The backwater levee was being "armored" by a heavy plastic coating to prevent it from washing out, said Charlie Tindall, attorney for the Board of Mississippi Levee Commissioners.
But the Yazoo River backwaters were already claiming territory and property. Mississippi Gov. Haley Barbour was among residents who watched rising waters swallow their houses and lands Wednesday.
Barbour's spokeswoman confirmed that a house owned by the governor in his native Yazoo County was flooded by the watery onslaught moving southward.
The house is on a lake in central Mississippi near the backwater-flooded Yazoo River.
The high waters are pushing the county's wild hog population out of their normal habitat, drowning many of them.
"It's like these patches of ground, they are no more than three or four feet wide and they are looking for a dry place to lay," Randy Newell of Mississippi Department of Wildlife, Fisheries and Parks told CNN affiliate WAPT.
Wildlife officers have given farmers permission to kill the wild pigs who often will root up the areas designed to hold back the water.
Farther south, where the Mississippi River has not yet crested, residents were working to clear out their homes and find ways to get by.
"We're taking one on the chin -- not only for America but for Louisiana as well," said Guy Cormier, president of Louisiana's St.
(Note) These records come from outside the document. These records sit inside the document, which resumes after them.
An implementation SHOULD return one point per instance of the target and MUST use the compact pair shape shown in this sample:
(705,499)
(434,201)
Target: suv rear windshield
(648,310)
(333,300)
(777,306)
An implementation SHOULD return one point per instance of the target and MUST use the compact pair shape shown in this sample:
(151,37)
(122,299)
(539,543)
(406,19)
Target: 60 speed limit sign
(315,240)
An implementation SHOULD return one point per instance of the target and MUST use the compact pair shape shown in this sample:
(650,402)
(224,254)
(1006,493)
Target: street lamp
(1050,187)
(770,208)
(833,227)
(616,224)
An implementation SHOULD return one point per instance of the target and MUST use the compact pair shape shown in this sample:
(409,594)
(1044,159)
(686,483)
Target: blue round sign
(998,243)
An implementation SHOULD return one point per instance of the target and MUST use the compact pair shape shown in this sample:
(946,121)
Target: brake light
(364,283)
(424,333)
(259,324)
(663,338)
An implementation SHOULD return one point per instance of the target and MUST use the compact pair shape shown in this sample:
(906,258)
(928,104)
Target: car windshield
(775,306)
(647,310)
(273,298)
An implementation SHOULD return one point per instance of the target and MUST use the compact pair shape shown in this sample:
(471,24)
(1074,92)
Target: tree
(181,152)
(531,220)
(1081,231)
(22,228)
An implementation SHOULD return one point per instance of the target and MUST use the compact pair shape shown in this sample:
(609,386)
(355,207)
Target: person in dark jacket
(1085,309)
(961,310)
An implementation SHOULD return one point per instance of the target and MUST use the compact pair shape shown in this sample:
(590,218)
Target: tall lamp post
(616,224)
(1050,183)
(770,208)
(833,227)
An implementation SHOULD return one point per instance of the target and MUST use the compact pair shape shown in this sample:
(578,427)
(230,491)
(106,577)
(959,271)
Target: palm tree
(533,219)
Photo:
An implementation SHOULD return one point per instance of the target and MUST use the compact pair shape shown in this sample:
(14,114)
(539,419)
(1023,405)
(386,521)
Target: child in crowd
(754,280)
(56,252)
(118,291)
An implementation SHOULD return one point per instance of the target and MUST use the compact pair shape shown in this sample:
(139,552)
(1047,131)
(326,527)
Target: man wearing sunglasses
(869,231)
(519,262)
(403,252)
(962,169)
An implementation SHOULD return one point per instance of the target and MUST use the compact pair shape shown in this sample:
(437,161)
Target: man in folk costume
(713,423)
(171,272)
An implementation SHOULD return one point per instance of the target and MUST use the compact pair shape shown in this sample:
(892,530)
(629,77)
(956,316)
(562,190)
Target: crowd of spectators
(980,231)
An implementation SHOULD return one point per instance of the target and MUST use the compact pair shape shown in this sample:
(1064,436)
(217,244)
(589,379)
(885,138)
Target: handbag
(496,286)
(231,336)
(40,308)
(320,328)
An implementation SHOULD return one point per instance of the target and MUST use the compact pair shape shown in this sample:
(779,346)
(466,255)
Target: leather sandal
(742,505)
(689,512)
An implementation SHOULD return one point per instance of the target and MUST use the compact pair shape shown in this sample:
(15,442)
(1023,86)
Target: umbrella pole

Martin Parish.
His parish is in part of the state expected to be flooded as authorities open sections of the Morganza Spillway to help spare other areas of Louisiana, including New Orleans.
"It's really hard when you go and visit with a family who own and operate everything they have in the area," Cormier said. "The decision has been made, and we're just going to have to battle it. But we're fighting people."
As of Wednesday evening, 17 bays were open at Morganza -- one more than earlier in the day -- moving water at an estimated 114,000 cubic feet per second, the Corps of Engineers said.
Mandatory evacuations will be in effect Saturday -- beginning at midnight Friday -- in Butte La Rose, Happy Town and the Sherburne Wildlife Management Area, the St. Martin Parish Sheriff's Office said.
By 8 a.m. Saturday, "the area will be secured and no one will be allowed to enter," the parish said in a news release.
Levees along the length of the river appeared to be holding, and water diverted through spillways seemed to be rising more slowly than expected, but Louisiana Gov. Bobby Jindal warned residents that plenty could go wrong.
"There's still an awful lot of water headed our way, and it's going to be here in many cases for weeks, not just a few days," Jindal said.
Officials said the spillway gates are likely to be open for weeks, and it will be weeks before the river falls below flood stage, allowing those who have evacuated to return safely.
The flood is the most significant to hit the lower Mississippi River valley since at least 1937. It has affected nine states so far: Missouri, Illinois, Kentucky, Tennessee, Ohio, Indiana, Arkansas, Louisiana and Mississippi.
In Krotz Springs, Louisiana, where floodwaters up to 10 feet deep are expected, some of the 400 residents plan to hold out until the last minute before evacuating.
"We will see it in the coming days," Maj. Jason Mahfouz of the Louisiana National Guard told CNN affiliate WBRZ. "That spillway structure will fill up and that's when the back-flow is expected in this area."
Stubbornly holding onto her property, Jeannette Ellis told the affiliate she'll stay behind a protective levee built by the guard as long as possible.
"I don't expect to leave my home until there's an inch of water in my yard," she said.